Historic Move
Leises honored for work on downtown building
HARTINGTON — History Nebraska has honored a Hartington couple for preserving a historic structure in the Cedar County seat community.
Preston and Emily Leise have been named the 2022 Nebraska State Historic Preservation Award winners for rehabilitating a 122-year-old building in downtown Hartington to use for their businesses.
“It came as a complete surprise to us as our whole idea wasn’t to be nominated for any awards or any recognition for that matter,” Preston said.
“It started with us just wanting a nicer place for our businesses to be for a long time to come,” he said. “We then got in the process of wanting to keep the existing exterior architecture and then it moved on from there.”
The couple had been invited to receive the History Nebraska award in person during a special event on March 15 at the historic Kennard House in Lincoln, but they were unable to due to the nature of Preston’s business.
Preston owns Leise Tax & Bookkeeping at 107 N. Broadway Ave. in downtown Hartington and tax season keeps him busy this time of year.
Emily’s business, Emily Rose Photography, is located inside an addition to the structure that the couple had built on in 2018 to the property, which they own together.
After buying the red-brick building in August 2017 to be the home of their businesses, Preston and Emily knew that rehabilitation work was in their future for the structure, which dates back to 1900.
When the Hartington Downtown Historic District was named to the National Register of Historic Places in 2019, the couple could begin using the Nebraska Historic Tax Credit program to bring their building back to its original luster.
“The process started, you could say, with the purchase of the building as the idea was always there,” Preston said of rehabilitating the structure.
“I started the process of exploring historical tax credits in the summer of 2019 as Hartington became a historical district with my building a contributing property,” he said.
The rehabilitation work started during the summer of 2020 and was completed in December later that year.
The finalizing of the building project and state historic tax credits was formally approved during the summer of 2021.
Preston and Emily originally were not sure what they wanted to do with rehabilitating the structure.

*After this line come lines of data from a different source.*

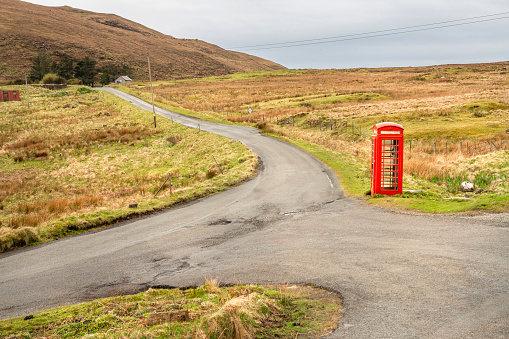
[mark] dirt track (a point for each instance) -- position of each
(401, 275)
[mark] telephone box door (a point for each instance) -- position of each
(387, 159)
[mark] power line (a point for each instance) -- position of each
(375, 34)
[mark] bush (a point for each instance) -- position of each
(51, 78)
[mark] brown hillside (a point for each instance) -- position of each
(25, 29)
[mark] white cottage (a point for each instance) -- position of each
(123, 79)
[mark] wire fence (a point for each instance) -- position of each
(464, 147)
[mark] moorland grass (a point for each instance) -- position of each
(440, 107)
(209, 311)
(77, 158)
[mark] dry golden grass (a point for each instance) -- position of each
(75, 161)
(108, 38)
(439, 107)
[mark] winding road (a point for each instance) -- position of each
(400, 275)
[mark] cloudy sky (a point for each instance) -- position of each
(401, 32)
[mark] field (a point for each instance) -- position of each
(78, 158)
(456, 120)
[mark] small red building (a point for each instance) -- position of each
(387, 159)
(9, 96)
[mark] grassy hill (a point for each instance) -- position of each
(27, 29)
(456, 120)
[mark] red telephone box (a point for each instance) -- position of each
(9, 96)
(387, 159)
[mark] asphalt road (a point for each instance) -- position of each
(401, 275)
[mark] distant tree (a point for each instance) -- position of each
(42, 64)
(66, 68)
(85, 71)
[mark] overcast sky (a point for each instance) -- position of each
(236, 23)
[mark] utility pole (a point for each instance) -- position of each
(151, 90)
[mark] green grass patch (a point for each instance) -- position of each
(78, 158)
(353, 177)
(242, 311)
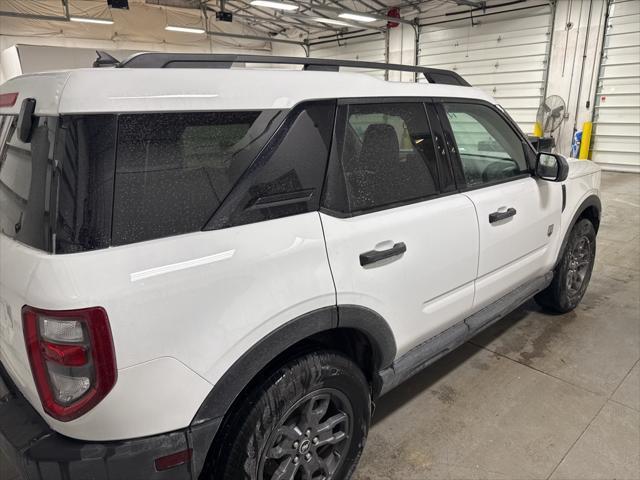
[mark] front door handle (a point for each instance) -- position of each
(373, 256)
(497, 216)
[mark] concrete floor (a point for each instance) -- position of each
(536, 396)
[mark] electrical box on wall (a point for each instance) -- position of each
(224, 16)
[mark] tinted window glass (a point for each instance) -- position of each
(25, 180)
(489, 149)
(86, 153)
(387, 155)
(174, 169)
(287, 178)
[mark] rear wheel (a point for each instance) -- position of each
(307, 421)
(573, 273)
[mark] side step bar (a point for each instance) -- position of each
(423, 355)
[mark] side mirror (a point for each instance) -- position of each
(552, 167)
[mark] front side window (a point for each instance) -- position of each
(387, 155)
(173, 170)
(489, 149)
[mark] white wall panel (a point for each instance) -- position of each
(616, 140)
(371, 48)
(505, 54)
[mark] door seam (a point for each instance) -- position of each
(326, 251)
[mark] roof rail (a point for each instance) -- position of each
(212, 60)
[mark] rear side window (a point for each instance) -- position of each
(286, 179)
(387, 155)
(489, 149)
(85, 150)
(173, 170)
(25, 183)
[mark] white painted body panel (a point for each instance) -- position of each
(139, 90)
(512, 251)
(183, 309)
(196, 301)
(422, 292)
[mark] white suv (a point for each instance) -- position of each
(213, 272)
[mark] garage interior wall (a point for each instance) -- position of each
(503, 51)
(127, 33)
(616, 140)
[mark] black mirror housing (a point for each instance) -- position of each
(552, 167)
(26, 119)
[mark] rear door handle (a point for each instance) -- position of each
(497, 216)
(373, 256)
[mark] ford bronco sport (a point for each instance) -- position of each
(213, 272)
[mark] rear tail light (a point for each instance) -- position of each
(72, 358)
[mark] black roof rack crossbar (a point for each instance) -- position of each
(212, 60)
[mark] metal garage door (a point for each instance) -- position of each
(369, 48)
(616, 142)
(505, 53)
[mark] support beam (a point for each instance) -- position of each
(254, 37)
(33, 16)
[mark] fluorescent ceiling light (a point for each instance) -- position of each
(101, 21)
(332, 21)
(274, 4)
(357, 17)
(172, 28)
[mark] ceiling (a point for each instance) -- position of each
(305, 24)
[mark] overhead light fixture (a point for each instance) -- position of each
(357, 17)
(332, 21)
(100, 21)
(274, 4)
(172, 28)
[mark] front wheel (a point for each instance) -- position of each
(572, 275)
(307, 421)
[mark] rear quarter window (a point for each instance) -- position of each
(173, 170)
(25, 183)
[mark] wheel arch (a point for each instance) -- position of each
(356, 331)
(591, 209)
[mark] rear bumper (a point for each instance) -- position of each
(39, 453)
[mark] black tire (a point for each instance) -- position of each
(284, 423)
(573, 272)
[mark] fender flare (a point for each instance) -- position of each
(244, 370)
(591, 201)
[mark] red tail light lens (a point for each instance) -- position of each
(72, 358)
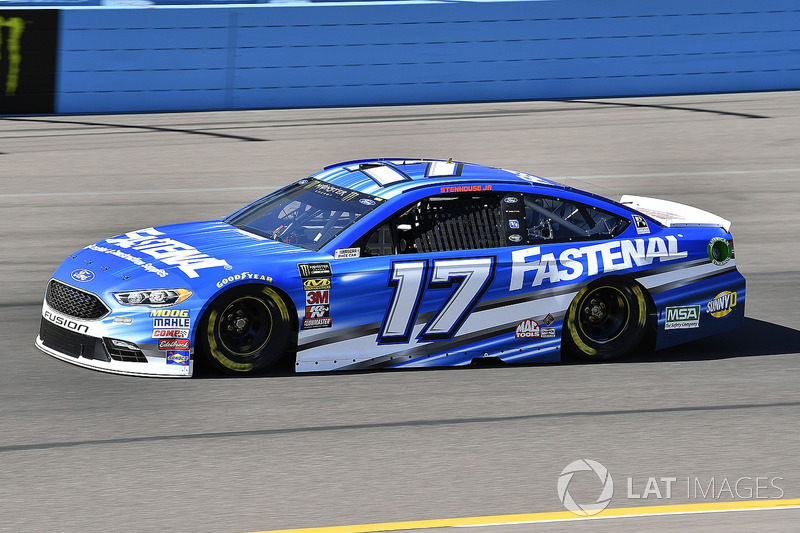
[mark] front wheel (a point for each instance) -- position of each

“Over the first few years of owning the property, I received numerous comments about the unique exterior of the building,” Preston said. “I agreed with this and thought it would be a neat feature to keep in the downtown.
“We then thought if we are keeping the exterior looking original, we should try to keep as much as the inside original as possible to match that historic look with the main feature on the interior being the original wood floors and HVAC registers,” he said.
The couple utilized historic images of the building’s original windows to have replacements created, had the roof replaced, had Americans with Disabilities Act access added and had mortar repointed – chipped out and replaced – based on the color and texture of the historic mortar.
Elements of the structure’s interior that could be saved were carefully refinished, the floor was restabilized, and new electrical and heating, ventilation and air conditioning were added as part of the rehabilitation work.
“It was a complete gut job down to the bones of the building,” Preston said.
RaDec Construction Co. Inc. of Hartington was the general contractor for the building project.
“RaDec was very instrumental in being very detailed and working with History Nebraska every step of the way,” Preston said.
“We used about seven different subcontractors on the project and tried to keep everything we possibly could local with purchases and subcontractors,” he said.
Preston and Emily are happy to receive the History Nebraska award and with how the rehabilitation work turned out on the building that houses their businesses.
“It was a total relief to be back in the building doing business and be able to have a final product that we could start to make our own,” Preston said.
“We love the statement the arched windows bring the downtown and the natural light inside,” he said. “We are very pleased with the final product we have that we hope to be in for a long time to come.”